The city of Memphis publicly released footage of the traffic stop on Jan. 28.
- In the footage, which includes graphic, violent content and depicts two separate encounters between the police and Nichols, at least five officers are seen either kicking and punching Nichols at the corner of a residential street, as well as hitting him with what appears to be a baton and forcing him to the ground.
- After the assault, which lasted at least three minutes, two officers dragged Nichols to the side of a police car, where he was left without medical attention for around 20 minutes.
- Throughout the footage of the assault and the initial traffic stop, Nichols did not appear to have physically assaulted any of the officers and is repeatedly heard saying "alright" and "okay" as multiple officers restrain him.
The big picture: The department disbanded the specialized police unit involved in the beating of Nichols on Jan. 28.
- The unit, called SCORPION — which stands for Street Crimes Operation to Restore Peace in Our Neighborhoods — was a 40-person team created in 2021 to help curb rising crime rates in the city.
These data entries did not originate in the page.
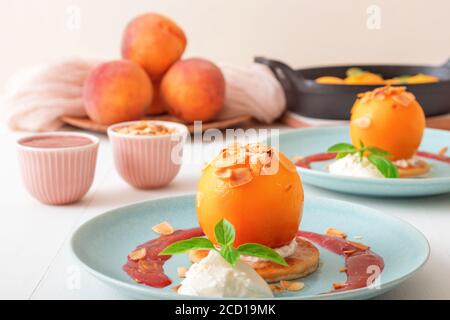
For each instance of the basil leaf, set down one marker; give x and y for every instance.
(260, 251)
(230, 254)
(354, 72)
(186, 245)
(224, 233)
(386, 167)
(378, 151)
(341, 155)
(342, 147)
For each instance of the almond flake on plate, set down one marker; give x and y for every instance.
(333, 232)
(292, 285)
(175, 288)
(276, 288)
(182, 272)
(359, 245)
(138, 254)
(337, 286)
(443, 151)
(163, 228)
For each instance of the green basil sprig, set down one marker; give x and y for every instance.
(225, 235)
(377, 156)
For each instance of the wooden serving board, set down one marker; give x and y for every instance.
(87, 124)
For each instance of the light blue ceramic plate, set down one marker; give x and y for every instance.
(305, 142)
(102, 244)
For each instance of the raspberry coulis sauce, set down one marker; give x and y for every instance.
(317, 157)
(359, 262)
(362, 265)
(149, 270)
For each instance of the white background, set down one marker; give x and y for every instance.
(300, 32)
(34, 257)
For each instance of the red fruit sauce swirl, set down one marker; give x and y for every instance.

- Preston Hemphill was the sixth officer fired over Nichols' death because of his involvement in the initial traffic stop, during which he fired a taser gun. His actions are still under investigation, though no charges have been made against him.
- A 22-year-old Memphis man has accused the five officers who face charges of assaulting him days before they beat Nichols during the traffic stop.
- The Department of Justice and the FBI Memphis Field Office are investigating whether Nichols' civil rights were violated.
- The Justice Department is also reviewing the entire Memphis Police Department at the request of the city government. The International Association of Chiefs of Police will be part of the review.
The Memphis Fire Department said in a statement on Jan. 30 that it fired two of its EMTs and a lieutenant following an internal investigation into their medical response to Nichols after the beating.
- It found that the EMTs, Robert Long and JaMicheal Sandridge, and the lieutenant, Michelle Whitaker, "violated numerous" departmental policies and protocols.
The police beating of Nichols prompted shock, sadness and outrage from the public and state and national elected officials and community members, with President Biden calling it "yet another painful reminder of the profound fear and trauma, the pain, and the exhaustion that Black and Brown Americans experience every single day."
It is still unknown why officers originally pulled Nichols over and why members of the specialized police unit were involved. The total number of officers involved is also unclear, as is how many are currently under investigation.
- Memphis Police Chief Cerelyn Davis said the cameras did not record any evidence of probable cause for the traffic stop, though she stressed that that did not mean none existed.
- An official cause of death for Nichols has not been issued by the Shelby County medical examiner's office, but an independent autopsy performed by a forensic pathologist hired by his family found that "Tyre suffered extensive bleeding caused by a severe beating," according to the family's attorneys.
Editor's note: This story has been updated with additional reporting and developments.